No século XX, a infância foi abordada por muitos autores. O historiador Gilberto Freyre, em Casa Grande e Senzala, retratou a família patriarcal no Brasil colonial.  Mary Del Priore em “História das Crianças no Brasil” a estrutura familiar era religiosa, elitizada, hierárquica, sem afeto. Freud valoriza experiencias infantis no desenvolvimento psíquico. O psicólogo russo Lev Semionovitch Vygotsky defendia a importância social no desenvolvimento infantil. Phillipe Ariès em “História social da criança e da família” baseou-se em documentos e pinturas medievais. Outros autores: Ana Maria Mauad, Mariana Muaze, Manolo Florentino, Ilmar Mattos, Maria Luzia Marcilio, Renato Pinto Venâncio, Andréa Rodrigues, Sheila de Castro Faria, Irene Rizzini, Góes.

A emigração rural de ex-escravos aumentava a população urbana, um problema social para a ideologia modernizante. Os mais pobres eram empurrados para a periferia na reorganização do espaço público. O Rio de Janeiro, capital do Brasil, teve luta pelos direitos aos “desvalidos”. Resultou no primeiro Código de Menores, em 1927.

No governo Vargas, surgiram as primeiras políticas públicas de saúde, educação e direitos infantis. Por volta 1942, criaram-se casas de correção assistencialistas e filantrópicos para crianças e adolescentes infratores.
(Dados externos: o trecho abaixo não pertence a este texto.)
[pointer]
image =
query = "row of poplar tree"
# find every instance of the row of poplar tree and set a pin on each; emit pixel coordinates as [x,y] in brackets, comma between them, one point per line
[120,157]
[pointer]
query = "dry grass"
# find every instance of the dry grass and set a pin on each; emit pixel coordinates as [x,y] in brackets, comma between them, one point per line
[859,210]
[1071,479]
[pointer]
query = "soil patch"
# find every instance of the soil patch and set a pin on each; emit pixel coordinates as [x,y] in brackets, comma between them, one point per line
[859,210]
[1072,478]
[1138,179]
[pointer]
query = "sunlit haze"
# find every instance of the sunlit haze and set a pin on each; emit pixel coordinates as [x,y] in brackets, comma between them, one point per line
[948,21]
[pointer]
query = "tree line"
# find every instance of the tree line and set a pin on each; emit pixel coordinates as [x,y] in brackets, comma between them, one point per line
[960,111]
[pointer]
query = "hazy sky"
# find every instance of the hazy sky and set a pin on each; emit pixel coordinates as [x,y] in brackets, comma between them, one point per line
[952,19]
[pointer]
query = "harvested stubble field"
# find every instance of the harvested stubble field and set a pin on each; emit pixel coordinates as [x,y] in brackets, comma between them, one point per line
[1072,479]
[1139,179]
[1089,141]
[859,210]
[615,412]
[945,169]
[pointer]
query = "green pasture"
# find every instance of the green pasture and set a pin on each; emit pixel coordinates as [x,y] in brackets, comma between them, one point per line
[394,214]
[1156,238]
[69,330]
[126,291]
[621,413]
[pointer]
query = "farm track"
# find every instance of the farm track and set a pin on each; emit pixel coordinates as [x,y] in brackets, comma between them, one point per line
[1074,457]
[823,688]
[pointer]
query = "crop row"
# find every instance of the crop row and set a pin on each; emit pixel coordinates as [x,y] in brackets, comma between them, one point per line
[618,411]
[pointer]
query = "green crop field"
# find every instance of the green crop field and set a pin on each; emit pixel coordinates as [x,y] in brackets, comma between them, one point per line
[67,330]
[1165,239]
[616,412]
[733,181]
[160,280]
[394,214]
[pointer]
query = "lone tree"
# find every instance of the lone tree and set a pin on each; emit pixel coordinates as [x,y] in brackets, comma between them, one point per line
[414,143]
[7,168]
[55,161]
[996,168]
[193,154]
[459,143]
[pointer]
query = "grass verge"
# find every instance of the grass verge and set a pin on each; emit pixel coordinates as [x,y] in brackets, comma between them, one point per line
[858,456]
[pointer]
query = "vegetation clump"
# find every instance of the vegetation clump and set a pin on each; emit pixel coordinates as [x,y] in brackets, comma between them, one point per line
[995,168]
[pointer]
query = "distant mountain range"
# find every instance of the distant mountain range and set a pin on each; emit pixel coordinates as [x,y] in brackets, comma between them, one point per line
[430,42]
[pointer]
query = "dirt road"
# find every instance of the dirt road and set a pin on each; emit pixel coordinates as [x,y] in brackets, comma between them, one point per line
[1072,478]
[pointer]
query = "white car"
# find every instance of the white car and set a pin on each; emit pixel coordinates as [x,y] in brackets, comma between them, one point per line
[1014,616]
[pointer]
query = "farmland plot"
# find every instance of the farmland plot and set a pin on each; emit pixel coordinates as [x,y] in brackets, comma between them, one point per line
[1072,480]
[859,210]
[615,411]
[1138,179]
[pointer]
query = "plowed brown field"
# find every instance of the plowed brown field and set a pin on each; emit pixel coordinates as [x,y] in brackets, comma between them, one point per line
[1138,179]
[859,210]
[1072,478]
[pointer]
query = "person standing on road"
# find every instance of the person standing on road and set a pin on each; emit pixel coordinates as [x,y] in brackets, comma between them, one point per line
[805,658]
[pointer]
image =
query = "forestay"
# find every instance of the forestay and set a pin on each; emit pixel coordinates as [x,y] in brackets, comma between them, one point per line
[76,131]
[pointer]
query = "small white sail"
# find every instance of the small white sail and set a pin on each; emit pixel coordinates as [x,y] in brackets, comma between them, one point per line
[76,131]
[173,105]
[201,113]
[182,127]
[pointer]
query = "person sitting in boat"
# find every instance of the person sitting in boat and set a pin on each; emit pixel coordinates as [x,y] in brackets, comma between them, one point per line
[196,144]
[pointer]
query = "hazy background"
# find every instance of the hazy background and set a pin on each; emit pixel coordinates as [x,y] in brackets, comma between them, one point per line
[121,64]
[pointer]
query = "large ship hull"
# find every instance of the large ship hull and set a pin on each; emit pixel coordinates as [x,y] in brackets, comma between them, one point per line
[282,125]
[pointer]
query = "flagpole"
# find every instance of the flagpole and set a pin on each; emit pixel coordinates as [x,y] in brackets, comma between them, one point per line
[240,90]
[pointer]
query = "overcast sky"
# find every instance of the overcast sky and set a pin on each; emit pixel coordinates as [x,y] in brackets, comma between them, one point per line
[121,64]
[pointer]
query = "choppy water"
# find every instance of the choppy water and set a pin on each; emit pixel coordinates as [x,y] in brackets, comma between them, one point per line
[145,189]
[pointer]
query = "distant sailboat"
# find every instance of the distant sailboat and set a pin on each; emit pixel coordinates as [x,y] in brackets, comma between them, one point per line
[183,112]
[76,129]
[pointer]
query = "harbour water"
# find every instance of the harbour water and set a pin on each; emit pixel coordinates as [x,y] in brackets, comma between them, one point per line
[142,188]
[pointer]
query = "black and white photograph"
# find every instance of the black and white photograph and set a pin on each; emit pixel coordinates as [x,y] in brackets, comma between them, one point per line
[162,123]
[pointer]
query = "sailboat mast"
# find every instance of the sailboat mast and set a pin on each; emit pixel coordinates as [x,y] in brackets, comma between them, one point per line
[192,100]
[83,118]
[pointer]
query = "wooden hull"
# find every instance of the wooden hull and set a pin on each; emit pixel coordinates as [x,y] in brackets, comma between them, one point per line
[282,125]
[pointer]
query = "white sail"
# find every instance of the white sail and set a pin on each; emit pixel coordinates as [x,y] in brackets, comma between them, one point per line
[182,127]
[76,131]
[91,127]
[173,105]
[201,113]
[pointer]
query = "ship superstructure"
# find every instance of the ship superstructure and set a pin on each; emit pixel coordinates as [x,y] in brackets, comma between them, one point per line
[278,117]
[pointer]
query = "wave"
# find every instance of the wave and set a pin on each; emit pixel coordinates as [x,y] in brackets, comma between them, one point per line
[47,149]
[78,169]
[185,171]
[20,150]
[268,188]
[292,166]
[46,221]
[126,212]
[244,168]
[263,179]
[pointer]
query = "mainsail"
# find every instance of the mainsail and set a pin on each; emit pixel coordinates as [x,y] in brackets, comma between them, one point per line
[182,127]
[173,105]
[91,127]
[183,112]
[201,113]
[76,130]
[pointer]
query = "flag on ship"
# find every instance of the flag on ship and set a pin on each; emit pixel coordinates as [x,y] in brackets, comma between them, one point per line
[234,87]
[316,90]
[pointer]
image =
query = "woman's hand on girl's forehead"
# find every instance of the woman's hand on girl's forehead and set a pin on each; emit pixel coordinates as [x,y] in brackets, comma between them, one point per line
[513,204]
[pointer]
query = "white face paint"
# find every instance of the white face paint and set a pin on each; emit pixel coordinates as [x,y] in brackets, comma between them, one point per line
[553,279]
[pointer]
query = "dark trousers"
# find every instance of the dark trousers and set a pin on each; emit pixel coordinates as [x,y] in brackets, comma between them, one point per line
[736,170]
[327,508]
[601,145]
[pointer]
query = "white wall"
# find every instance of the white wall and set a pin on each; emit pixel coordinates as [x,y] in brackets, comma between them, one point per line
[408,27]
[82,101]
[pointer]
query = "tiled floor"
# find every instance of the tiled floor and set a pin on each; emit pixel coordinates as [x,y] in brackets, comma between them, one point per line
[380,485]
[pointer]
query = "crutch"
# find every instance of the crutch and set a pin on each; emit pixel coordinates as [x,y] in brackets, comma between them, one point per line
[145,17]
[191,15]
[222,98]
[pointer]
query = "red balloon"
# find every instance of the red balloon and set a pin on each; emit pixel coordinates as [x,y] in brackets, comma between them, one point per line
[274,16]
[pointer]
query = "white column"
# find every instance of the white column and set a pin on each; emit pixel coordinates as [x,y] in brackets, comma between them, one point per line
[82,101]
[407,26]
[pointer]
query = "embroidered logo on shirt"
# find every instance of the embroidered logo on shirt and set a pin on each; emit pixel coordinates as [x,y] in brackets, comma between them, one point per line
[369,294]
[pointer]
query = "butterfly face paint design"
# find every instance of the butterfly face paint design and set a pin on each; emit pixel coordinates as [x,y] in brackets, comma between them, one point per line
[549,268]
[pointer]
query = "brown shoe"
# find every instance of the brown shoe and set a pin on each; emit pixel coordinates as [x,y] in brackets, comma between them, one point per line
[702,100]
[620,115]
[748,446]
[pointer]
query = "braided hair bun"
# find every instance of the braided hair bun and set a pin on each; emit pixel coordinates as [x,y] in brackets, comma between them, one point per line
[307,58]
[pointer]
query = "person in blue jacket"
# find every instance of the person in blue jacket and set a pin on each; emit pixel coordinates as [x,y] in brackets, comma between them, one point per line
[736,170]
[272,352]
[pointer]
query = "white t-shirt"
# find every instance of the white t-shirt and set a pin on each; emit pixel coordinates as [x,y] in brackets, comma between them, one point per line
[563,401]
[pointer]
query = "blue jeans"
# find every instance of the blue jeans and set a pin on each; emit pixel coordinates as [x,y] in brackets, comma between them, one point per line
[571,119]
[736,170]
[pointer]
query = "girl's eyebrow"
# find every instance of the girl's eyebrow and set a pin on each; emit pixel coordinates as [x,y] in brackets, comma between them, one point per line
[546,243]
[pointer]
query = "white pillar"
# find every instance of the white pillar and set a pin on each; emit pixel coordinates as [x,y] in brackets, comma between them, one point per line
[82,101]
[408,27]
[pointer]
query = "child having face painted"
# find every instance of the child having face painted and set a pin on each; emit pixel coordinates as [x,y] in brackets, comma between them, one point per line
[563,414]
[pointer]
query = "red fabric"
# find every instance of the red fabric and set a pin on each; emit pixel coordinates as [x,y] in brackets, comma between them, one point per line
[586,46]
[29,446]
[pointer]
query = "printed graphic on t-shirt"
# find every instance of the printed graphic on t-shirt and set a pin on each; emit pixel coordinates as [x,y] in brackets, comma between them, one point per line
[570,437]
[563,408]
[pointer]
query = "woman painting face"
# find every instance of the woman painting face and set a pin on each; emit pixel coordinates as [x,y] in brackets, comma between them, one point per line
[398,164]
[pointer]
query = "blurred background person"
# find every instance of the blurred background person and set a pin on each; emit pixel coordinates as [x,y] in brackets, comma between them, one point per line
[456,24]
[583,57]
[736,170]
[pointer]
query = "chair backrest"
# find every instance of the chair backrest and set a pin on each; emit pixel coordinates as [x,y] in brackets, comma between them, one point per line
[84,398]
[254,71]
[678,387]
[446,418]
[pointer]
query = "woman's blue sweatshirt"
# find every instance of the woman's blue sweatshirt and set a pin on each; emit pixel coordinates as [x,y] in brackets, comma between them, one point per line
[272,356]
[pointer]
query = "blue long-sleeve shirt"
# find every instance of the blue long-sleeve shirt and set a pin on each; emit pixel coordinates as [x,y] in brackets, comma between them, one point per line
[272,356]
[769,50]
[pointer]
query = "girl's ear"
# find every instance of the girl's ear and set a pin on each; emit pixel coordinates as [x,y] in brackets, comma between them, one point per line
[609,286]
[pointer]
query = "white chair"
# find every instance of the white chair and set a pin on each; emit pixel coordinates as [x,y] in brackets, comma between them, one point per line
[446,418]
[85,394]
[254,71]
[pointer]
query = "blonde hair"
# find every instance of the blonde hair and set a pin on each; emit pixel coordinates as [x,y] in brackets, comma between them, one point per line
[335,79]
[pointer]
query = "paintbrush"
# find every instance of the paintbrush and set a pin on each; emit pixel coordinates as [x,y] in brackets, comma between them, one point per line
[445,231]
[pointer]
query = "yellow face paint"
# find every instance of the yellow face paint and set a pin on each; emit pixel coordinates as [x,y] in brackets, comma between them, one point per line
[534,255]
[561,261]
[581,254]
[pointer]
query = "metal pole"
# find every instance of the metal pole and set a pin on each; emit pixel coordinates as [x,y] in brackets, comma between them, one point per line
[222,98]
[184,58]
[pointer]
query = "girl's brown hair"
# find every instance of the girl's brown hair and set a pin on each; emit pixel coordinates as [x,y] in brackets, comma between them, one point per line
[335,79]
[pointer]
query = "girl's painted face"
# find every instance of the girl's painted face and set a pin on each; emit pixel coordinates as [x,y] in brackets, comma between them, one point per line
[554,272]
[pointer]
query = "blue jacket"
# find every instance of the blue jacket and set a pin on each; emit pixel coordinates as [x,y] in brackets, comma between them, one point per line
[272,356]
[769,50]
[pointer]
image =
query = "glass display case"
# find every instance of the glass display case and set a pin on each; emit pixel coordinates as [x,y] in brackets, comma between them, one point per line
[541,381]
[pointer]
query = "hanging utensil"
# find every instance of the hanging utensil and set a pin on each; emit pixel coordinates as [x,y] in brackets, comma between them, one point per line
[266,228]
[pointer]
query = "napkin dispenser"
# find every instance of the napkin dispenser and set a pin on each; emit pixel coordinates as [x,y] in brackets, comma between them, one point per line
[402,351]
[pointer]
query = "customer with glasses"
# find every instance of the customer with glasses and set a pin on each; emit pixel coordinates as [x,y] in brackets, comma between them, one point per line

No Governo Militar de 1964, foi abolido em 1970. Após a II Guerra Mundial, o capitalismo viveu “seus anos de ouro”. Em torno de 1973, ideias neoliberais ganharam força. A Constituição de 1988 reconheceu os direitos à infância e adolescentes. Em 1980, criou-se o Estatuto da Criança e do Adolescente-ECA. Em 2000, o documentário de Liliana Sulzbach “A Invenção da Infância” compara o conceito de infância às grandes descobertas.  

As infotelecomunicações globalizavam a cultura com “imagens de felicidade”, persuasão e controle invisíveis em nova visão de mundo e falsa autonomia e liberdade de escolha. Avanços midiáticos adultizam a infância, impulsiona o consumismo pelas crianças que respondem com obesidade, erotização, consumo de tabaco e álcool, estresse familiar, agressividade e violência. Trocam o tempo de brincar, aprender e socializar por celulares, TV e I-pad. Urge apontar e analisar tais mudanças, do âmbito legal e de construção da infância nas primeiras décadas do século XXI.

Por: Arlinda Lamêgo - Recifense, Médica, Escritora e Poeta.